ALTEA (Sturmflut) (German Edition)
„Radu…“ Ich nahm seinen Kopf und legte ihn auf meinen Schoß. Ganz vorsichtig. „Radu. Es tut mir leid. Bitte verzeih mir. Verzeih mir…bitte, verzeih mir.“ Flüsterte ich gebrochen. Den Tränen nahe. „Ich werde leben. I-Ich werde leben. Für dich. Für mich. Versprochen.“ Ich beugte mich runter und küsste seine Stirn. „Ich liebe dich.“ Kaum hatte ich die Worte ausgesprochen, überkam mich die Wucht meiner Emotionen. Die Schmerzen, die ich fühlte waren unbeschreiblich. Ich hatte nicht irgendjemanden verloren. Ich hatte das letzte Mitglied meiner Familie verloren. Ich hörte nicht auf seine Stirn zu küssen, während meine Tränen anfingen sich mit seinem Blut zu vermischen. „Ich liebe dich. Ich liebe dich, Radu.“ Sagte ich immer wieder voller Verzweiflung und in der wahnwitzigen Hoffnung, er würde sie noch hören.

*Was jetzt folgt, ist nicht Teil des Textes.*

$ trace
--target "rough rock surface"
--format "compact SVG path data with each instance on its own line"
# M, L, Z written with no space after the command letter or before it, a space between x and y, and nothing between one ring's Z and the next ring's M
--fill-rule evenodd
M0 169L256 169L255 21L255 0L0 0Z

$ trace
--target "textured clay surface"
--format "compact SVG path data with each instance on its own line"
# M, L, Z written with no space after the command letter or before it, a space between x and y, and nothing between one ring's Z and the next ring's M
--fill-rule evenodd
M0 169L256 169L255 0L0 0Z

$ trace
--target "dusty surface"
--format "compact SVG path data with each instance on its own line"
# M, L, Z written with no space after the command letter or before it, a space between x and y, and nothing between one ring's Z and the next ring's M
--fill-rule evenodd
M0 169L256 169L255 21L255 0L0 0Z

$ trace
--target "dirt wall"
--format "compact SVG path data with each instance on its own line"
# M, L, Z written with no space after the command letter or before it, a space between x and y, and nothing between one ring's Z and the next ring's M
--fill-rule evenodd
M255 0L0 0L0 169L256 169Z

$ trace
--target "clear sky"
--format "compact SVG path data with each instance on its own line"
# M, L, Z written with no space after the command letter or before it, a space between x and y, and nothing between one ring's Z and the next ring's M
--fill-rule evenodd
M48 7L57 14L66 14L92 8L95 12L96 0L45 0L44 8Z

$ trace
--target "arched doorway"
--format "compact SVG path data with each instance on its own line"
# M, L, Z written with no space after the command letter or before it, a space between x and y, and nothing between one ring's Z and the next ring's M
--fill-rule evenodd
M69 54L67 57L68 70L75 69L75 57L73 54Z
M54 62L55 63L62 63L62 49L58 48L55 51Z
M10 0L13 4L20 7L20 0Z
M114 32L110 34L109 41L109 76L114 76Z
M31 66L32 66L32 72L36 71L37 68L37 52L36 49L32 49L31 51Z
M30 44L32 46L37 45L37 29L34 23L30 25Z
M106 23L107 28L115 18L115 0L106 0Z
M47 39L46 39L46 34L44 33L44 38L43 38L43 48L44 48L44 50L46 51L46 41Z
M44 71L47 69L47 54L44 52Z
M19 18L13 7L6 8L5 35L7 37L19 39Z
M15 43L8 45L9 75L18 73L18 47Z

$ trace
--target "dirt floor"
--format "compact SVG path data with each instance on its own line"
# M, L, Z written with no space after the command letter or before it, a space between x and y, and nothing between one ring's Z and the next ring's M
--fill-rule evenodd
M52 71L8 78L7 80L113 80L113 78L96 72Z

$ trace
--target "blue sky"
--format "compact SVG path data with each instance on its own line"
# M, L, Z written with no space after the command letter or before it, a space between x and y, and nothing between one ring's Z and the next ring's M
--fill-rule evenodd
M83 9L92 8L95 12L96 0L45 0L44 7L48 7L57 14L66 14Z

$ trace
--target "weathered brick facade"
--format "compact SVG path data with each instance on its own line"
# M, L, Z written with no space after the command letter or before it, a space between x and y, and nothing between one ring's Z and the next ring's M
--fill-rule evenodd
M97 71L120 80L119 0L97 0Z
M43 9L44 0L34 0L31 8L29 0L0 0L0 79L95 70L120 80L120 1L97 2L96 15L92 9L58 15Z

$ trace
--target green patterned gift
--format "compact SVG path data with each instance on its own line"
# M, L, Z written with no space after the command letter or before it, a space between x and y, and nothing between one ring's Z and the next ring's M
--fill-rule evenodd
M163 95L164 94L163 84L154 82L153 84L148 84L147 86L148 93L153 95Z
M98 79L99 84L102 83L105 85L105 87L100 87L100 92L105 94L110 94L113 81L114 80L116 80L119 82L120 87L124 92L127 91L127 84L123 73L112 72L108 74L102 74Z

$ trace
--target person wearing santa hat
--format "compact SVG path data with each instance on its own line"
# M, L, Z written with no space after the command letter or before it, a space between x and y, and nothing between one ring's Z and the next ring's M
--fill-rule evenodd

Ganz vorsichtig und liebevoll strich ich ihm das Haar aus dem Gesicht, als würde es noch einen Unterschied machen. Ich hielt nur noch seinen leeren Körper in den Armen. Mein Bruder war längst fort. Alles, was einmal Radu war, gab es jetzt nicht mehr. Mein Brustkorb schnürte sich zusammen und ich hatte das Gefühl zu ersticken. Ich drückte meine Stirn gegen seine und schluchzte voller Trauer. Ich küsste noch einmal seine Augen und seine Wangen. Und zum Schluss seine Lippen. Ganz vorsichtig. Als würde er nur schlafen. Sie waren noch warm. Ich legte meine Hände in seine. Radu war kein emotionaler Mensch. Er trug nie etwas bei sich, das ihm wichtig gewesen wäre. Nichts, was ich hätte mitnehmen können. Keine Erinnerung an ihn. Nur die Gedanken an ihn und mein Leben. Sie hatten ihn von mir weggerissen. Es tat so weh. So unbeschreiblich weh. Ich wippte vor und zurück, versuchte irgendwie die Schmerzen in Kanäle zu leiten, um nicht mehr so überwältigt zu sein. Es gelang mir nicht. Sie füllten mich aus. Warum nur war das hier so viel schlimmer als jedes einzelne Mal, an dem ich selbst dem Tode näher gewesen war als dem Leben? Mein ganzer Körper schüttelte sich und nun fühlte ich eine Leere, die sich schleichend von dem Punkt in meiner Brust ausbreitete, an dem der Schmerz am schlimmsten war. Sie ergriff mich langsam und flüsterte mir zu, dass das alles nicht real war. Ich hatte noch nie einen Schock erlitten und doch wurde mir nun bewusst, dass dies der Moment war. Ich stand kurz davor. Mir wurde schwindelig und mein Herz pumpte wie verrückt, nur wich das Blut in Regionen, die einfach zu weit entfernt waren. Ich wollte das nicht. Ich wollte das einfach nicht. Was wollte ich nicht? Mein Kopf war so leer. Das alles tat so unfassbar weh. Schluchzend und schüttelnd drückte ich wieder meine Stirn an Radus. Mein Gesicht musste wie eine tränenverschmierte Maske des Grauens wirken. Ich hatte die Kontrolle über meine Gesichtszüge verloren. Langsam entglitt mir jegliche Kontrolle. Nein! Das durfte nicht passieren. Ich musste leben! Für Radu. Für ihn musste ich meinen Verstand zusammenhalten und einen Punkt finden, der hinter dem Schmerz lag. Beruhig dich, Milla. Verdammt, reiß dich zusammen!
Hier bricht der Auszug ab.